What is our research all about?

We will study the role that planktonic animals such as copepods, krill and diverse pelagic mollusks, salps and even protistan grazers have in particle formation in the ocean. This question is important for our understanding of the oceanic ‘biological carbon pump’, the export of dissolved and particulate organic carbon to the deep ocean, which is a significant driver of the atmospheric carbon uptake by the oceans. We will carry out this research at the Bermuda Atlantic Time-series Study (BATS) in the Sargasso Sea, a subtropical ocean time-series station in the eastern North Atlantic, and additionally conduct experiments in the laboratories at the Bermuda Institute of Ocean Sciences (BIOS).
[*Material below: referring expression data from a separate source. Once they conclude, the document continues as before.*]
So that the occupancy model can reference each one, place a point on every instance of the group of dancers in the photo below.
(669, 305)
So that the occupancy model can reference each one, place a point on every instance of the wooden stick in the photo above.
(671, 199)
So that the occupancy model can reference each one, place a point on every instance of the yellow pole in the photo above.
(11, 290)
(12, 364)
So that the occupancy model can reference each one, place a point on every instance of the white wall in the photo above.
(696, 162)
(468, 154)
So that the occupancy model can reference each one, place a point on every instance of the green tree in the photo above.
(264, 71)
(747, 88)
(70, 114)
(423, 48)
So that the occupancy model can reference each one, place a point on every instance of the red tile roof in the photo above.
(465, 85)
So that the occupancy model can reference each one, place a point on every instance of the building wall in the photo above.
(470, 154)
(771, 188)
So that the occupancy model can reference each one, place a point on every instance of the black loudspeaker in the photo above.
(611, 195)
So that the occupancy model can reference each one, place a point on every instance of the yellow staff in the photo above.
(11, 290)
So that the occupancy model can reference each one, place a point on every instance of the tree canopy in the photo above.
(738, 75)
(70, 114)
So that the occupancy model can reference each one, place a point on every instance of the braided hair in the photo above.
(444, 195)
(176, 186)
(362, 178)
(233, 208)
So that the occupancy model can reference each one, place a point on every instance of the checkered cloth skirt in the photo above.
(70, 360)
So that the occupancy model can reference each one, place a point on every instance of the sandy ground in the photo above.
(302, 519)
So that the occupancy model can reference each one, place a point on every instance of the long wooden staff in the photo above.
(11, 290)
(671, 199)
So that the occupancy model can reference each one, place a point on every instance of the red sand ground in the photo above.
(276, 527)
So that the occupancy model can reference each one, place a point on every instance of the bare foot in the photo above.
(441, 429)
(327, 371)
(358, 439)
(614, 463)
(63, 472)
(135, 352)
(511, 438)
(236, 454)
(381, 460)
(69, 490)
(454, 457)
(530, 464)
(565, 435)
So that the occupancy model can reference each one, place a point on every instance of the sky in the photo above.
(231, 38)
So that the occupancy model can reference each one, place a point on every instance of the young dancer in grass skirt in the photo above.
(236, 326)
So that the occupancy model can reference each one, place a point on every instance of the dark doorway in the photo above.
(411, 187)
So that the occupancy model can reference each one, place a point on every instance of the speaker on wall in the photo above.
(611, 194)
Zooplankton are known to play a major role in both the formation and consumption of sinking particles, mainly by their feeding activities and their production of sinking fecal pellets.

Ocean Nuoys   Traps

However, little is known about the roles of specific taxonomic populations. The fecal pellets also feed populations of flux feeders a few hundred meters deep that never migrate, but simply feed on the sinking particles. We hypothesize that these deep populations of flux feeders modify the sinking particles by breaking them up, eating them, and by producing their own fecal pellets, influencing the efficiency of the Biological Carbon Pump in yet unknown ways. We plan to test this hypothesis by using a special net (MOCNESS) to determine which populations are stationary or migrating. In addition, we will collect sinking particles, including fecal pellets, using drifting particle interceptor traps equipped with gel-filled cups.  Flux of different particle types collected in gel-traps and of the fecal pellets will be quantified using image analysis, and DNA based analysis will inform us of their microbial communities. In the lab we will test species specific rates of zooplankton mediation of aggregate formation using experiments with individual zooplankton. Our work will contribute to our knowledge of the roles that these important planktonic animals play in the Biological Carbon Pump.